Barışı kim koruyacak?
Analize göre, barışın sürdürülebilirliği konusu da tartışma başlıklarından biri olurken, geçtiğimiz yıl Fransa Cumhurbaşkanı Emmanuel Macron ve İngiltere Başbakanı Keir Starmer’ın, gönüllü ülkelerden oluşan bir uluslararası barış gücü kurma girişiminde bulunduğu bildirildi.
Analizde, Macron’un bir yıl önce “sahada asker konuşlandırma” önerisinde bulunduğu hatırlatılırken, günümüzde artık bu yaklaşımın geride kaldığı belirtildi.
Fransa ve Almanya’da tartışmalar
Fransa’nın yeni Genelkurmay Başkanı Fabien Mandon’un, geçtiğimiz hafta belediye başkanlarına yaptığı ve vatandaşların muhtemel bir Rusya savaşı için hazırlanması gerektiğini belirten konuşmanın ülkede tepkiyle karşılandığı bildirildi. Mandon’un uyarısında, “Çocuklarını kaybetmeyi kabul etmeye hazır değiliz” ifadelerini kullandığı ve bunun siyasi partiler tarafından eleştirildiği aktarıldı. Macron ise söz konusu açıklamanın bağlamından koparıldığını savundu.

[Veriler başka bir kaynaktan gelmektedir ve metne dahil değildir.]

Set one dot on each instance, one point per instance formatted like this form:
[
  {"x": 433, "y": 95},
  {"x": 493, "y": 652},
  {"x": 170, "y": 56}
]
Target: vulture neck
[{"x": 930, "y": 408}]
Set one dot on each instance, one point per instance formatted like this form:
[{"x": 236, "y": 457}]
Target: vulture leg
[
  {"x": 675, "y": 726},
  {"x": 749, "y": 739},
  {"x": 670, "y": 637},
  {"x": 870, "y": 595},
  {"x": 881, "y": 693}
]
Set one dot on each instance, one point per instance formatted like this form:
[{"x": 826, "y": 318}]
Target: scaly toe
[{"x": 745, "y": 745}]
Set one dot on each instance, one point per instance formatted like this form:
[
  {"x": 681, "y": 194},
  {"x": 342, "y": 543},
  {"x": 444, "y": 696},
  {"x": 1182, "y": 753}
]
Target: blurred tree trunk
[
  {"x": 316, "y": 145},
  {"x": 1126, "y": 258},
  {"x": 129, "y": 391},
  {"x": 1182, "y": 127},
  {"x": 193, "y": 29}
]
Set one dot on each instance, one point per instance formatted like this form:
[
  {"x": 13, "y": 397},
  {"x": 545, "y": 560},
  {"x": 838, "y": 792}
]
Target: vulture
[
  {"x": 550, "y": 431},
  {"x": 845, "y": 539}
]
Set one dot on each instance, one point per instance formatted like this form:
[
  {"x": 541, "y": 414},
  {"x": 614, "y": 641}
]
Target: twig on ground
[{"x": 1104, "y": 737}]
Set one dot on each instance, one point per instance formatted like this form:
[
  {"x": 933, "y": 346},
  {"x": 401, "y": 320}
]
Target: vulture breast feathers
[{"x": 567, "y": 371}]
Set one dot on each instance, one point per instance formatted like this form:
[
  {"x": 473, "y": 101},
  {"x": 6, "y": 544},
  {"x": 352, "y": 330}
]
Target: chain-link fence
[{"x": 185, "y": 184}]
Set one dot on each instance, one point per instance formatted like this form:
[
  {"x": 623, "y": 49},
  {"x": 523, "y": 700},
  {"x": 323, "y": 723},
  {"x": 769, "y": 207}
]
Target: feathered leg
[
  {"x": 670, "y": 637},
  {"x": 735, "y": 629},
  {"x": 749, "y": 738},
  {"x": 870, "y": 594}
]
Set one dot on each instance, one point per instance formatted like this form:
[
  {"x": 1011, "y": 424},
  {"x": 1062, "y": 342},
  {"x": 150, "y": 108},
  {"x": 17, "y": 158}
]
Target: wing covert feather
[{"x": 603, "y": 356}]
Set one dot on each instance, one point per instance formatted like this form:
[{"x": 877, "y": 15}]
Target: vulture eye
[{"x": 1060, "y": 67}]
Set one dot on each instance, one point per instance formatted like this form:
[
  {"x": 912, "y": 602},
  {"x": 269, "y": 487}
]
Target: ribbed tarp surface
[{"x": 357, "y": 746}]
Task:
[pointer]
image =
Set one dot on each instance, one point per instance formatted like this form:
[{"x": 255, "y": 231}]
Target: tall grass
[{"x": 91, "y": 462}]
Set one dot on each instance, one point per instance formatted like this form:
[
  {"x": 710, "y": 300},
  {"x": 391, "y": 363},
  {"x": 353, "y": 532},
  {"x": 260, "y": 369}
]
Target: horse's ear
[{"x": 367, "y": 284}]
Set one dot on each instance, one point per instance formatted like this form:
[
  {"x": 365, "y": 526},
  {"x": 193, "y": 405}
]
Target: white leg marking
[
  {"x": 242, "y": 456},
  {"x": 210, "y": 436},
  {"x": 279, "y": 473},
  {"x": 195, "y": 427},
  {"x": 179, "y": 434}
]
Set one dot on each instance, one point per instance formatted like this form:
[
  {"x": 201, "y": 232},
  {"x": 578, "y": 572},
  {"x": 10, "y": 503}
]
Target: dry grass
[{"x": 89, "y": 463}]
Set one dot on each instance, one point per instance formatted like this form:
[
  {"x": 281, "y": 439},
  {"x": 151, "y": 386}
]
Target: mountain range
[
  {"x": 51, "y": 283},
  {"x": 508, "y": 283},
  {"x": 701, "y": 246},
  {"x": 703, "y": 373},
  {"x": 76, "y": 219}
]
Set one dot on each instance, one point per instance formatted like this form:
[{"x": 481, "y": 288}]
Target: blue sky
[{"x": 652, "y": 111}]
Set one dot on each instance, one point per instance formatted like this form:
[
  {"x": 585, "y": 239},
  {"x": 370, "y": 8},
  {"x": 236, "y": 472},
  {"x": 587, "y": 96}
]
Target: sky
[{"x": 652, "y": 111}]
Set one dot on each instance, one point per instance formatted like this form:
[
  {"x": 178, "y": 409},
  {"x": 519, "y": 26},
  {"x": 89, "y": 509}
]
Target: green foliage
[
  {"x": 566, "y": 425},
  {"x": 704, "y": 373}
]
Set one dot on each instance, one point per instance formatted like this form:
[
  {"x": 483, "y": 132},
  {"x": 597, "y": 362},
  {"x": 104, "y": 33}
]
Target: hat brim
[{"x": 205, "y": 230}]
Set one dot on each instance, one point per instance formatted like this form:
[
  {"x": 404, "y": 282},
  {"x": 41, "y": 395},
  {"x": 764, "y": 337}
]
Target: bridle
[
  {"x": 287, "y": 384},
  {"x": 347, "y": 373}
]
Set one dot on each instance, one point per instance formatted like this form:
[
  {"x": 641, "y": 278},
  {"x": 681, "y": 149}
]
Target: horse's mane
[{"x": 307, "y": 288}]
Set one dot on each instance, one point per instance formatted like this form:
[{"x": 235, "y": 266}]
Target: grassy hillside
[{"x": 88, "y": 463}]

Analize göre, Almanya’da Dışişleri Bakanı Johann Wadephul, Berlin’in Litvanya’da muharip bir tugay konuşlandırarak NATO’nun doğu kanadına “halihazırda özel bir katkı sunduğunu” belirtti. Wadephul, “Baltık bölgesinin tamamı Bundeswehr’in odaklanacağı kilit bir alan” değerlendirmesinde bulunarak, bunun Ukrayna açısından da “yeterli ve kapsamlı bir destek” olduğunu kaydetti.
Analize göre, Ukrayna kendi topraklarında daha kapsamlı bir angajman talep etti; ancak Batı Avrupalı başkentler cephe hattına asker gönderilmesi durumunda “yüksek kayıplar” riskine temkinli yaklaştı.
Politico’nun aktardığına göre Swenson, “En azından Trump bu konuda dürüst” diyerek, “Rusya’yı yenebiliriz. Bence hızlı bir şekilde yeneriz, tabii nükleer silah kullanılmadığı varsayıldığında” görüşünü dile getirdi.